女性は蜘蛛たちのバリケードを強行突破するように、手に持った武器を三度払った。そして、すぐさまのぞみに近寄ると、その背中に付いている3匹の蜘蛛を、それぞれ一撃で倒した。
「この虫どもの使い手、あんたのことは知らないけど、私の目の前で警護対象を奪うなんてことはさせないわよ!今のうちに手を引かないと、痛い目に遭うのはどちらかしら?!」
リュウの周辺を、8匹の蜘蛛が囲んだ。リュウは源気を一気に放ち、衝撃波で蜘蛛の糸玉や動きを食いとめた。その衝撃波は結晶化し、オレンジ色のガラス天幕のように、ドーム状になって、蜘蛛の攻撃を封じている。
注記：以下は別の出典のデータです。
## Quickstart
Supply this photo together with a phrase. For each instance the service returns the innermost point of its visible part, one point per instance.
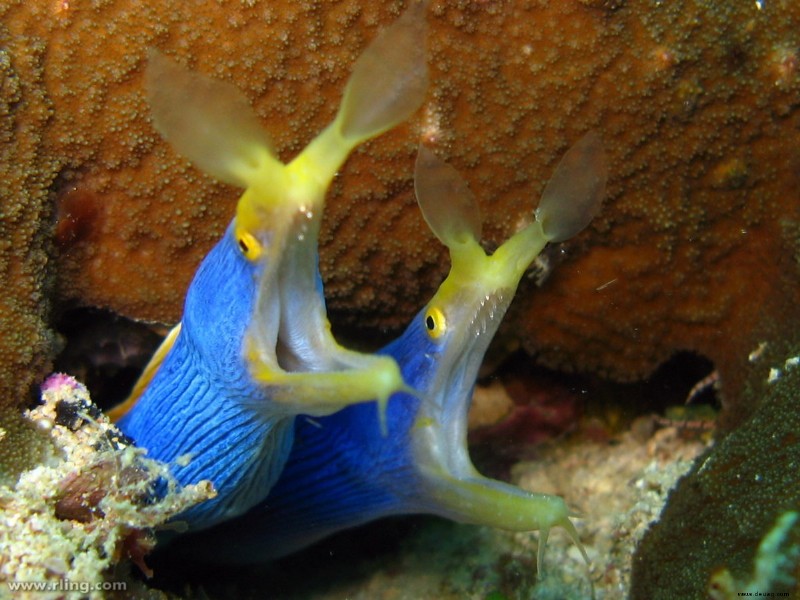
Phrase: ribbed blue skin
(202, 401)
(342, 471)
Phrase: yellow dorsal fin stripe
(119, 411)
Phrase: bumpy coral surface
(698, 104)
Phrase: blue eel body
(254, 394)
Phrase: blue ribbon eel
(343, 472)
(254, 346)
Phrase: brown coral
(698, 106)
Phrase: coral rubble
(88, 507)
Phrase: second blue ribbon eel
(343, 472)
(254, 346)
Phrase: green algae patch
(718, 517)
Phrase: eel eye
(249, 245)
(435, 322)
「「祝杯を断って罰杯を飲む」という諺を知らないのね。ならば、消えなさい」
リュウ・ゲンペイの武器は、鉄の鞭からガリアンソードに変形した。一枚一枚の刃は、同様に結晶化した源気でできている。リュウは自分を円の中心点として、思い切りソードを振った。
「舞い散れ!『華蛇円璃剣』!」
数十回に渡る連撃のたび、一枚一枚の刃は天に舞う花弁のように走った。華麗な捌きの剣が停止すると、刃は大人しく収まる。その後には、木っ端微塵となって蜘蛛の残骸のみが残っていた。
「あれは!【翼宿・王蛇門】の必殺技の一つ!初めて見ましたが、格好良いですね!」
華麗な剣術で敵を一網打尽にする姿に、藍は身震いするほどの感動を覚えた。
「これが……三年生の実力なんですね……」
リュウの美しさと強さにうっとりとしている藍に、ジェニファーは冷静に応えた。
「忘れたか。彼女は第四ロキニアス・カレッジのミョルニル隊副長だぞ」
蜘蛛の群れが消えると、新たな敵は現れず、空間の歪みも消えた。
「なるほど、用心深いのね。残念だけど、源紋パターンはすでに読み取ったわよ」
地に伏しているのぞみを見て、リュウは深く考える。
「どうしてこんな、アマチュアの後輩が狙われているの?」
通知音が鳴り、リュウはベルトの水晶札を取る。そこにはダイラウヌス機関のエンブレムが投影されていた。